Saturday, June 12, 2010

UN reviewing Taliban, al-Qaida blacklist

KABUL, Afghanistan — The U.N. committee that monitors sanctions against al-Qaida and the Taliban is reviewing 137 names on the travel and financial “blacklist” as part of a campaign to reach out to insurgents willing to reconcile with the government, the top U.N. representative said Saturday.

Delegates to a national conference, or peace jirga, held this month in Kabul recommended that militants willing to end the insurgency be removed from the list — a long-standing demand of top Taliban leaders.

U.N. chief Staffan de Mistura told reporters the committee will visit Kabul to review the list for the U.N. Security Council, which will make the final decision on removing any names. The U.S., Britain and France, who maintain troops here, wield veto power on the council and would have to agree to changes in the list.

De Mistura said the U.N. wanted to encourage efforts to reconcile with Taliban members and the decision to review the list “is a sign of pro-activity which we welcome.”

A statement issued last week by the peace jirga, which brought together 1,600 tribal, community and religious leaders, called on the government and its international partners to “take serious action in getting the names of those in opposition removed” from the blacklist, which freezes assets and limits travel of key Taliban and al-Qaida figures.

Peace overtures to the insurgents have come during a time when the U.S. and its partners are ramping up military operations, especially in the Taliban’s southern heartland. The Taliban also announced their own offensive last month aimed at forcing foreign troops from the country.

That has led to a sharp rise in bloodshed this month. In some of the latest fighting, five Afghan police and two NATO service members died Saturday in separate roadside bomb blasts.

The policemen were riding in a vehicle that struck a bomb in the Khakrez district of Kandahar province, provincial Police Chief Sher Mohammed Zazai said. International forces are ramping up security to bolster the government and curb criminal and insurgent activity in Kandahar, the spiritual birthplace of the Taliban.

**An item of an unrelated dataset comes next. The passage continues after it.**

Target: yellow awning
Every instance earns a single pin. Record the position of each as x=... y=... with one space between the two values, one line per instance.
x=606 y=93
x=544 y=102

On Wednesday, 56 people were killed and 24 others were wounded when a 13-year-old boy detonated his vest of explosives at a wedding celebration in a village near Kandahar, Zazai said.

NATO said an American service member died in a roadside bomb attack in northern Afghanistan, and another coalition soldier was killed in an explosion in the east. Poland’s Defense Ministry said the victim was a Polish soldier. The ministry said eight other Polish soldiers were wounded in the incident about eight miles (12 kilometers) from their base in Ghazni, the provincial capital of Ghazni province.

So far this month, 38 coalition troops have been killed in Afghanistan, including 27 Americans.

On Friday, militants killed four Afghan construction workers as they returned home from work. The Ministry of Interior said the workers were shot in Mata Khan district of Paktika province. Their bodies were recovered Friday by policemen patrolling the area.

Separately, more than three dozen schoolgirls were treated after becoming ill from suspected poisoning at their high school in Ghazni province, also in eastern Afghanistan.

“More then 40 girls were poisoned inside their school. They are hospitalized, but none of them have life-threatening conditions,” said Mohammad Ismail Ibrahamzia, director of the hospital in Ghazni city.

He said the girls were vomiting and could not stand on their feet when they arrived at the hospital, but they were in stable condition after treatment.

There have been similar cases of illnesses at schools around Afghanistan. Some suspect militants are spraying schools with poison gas because they oppose education for girls.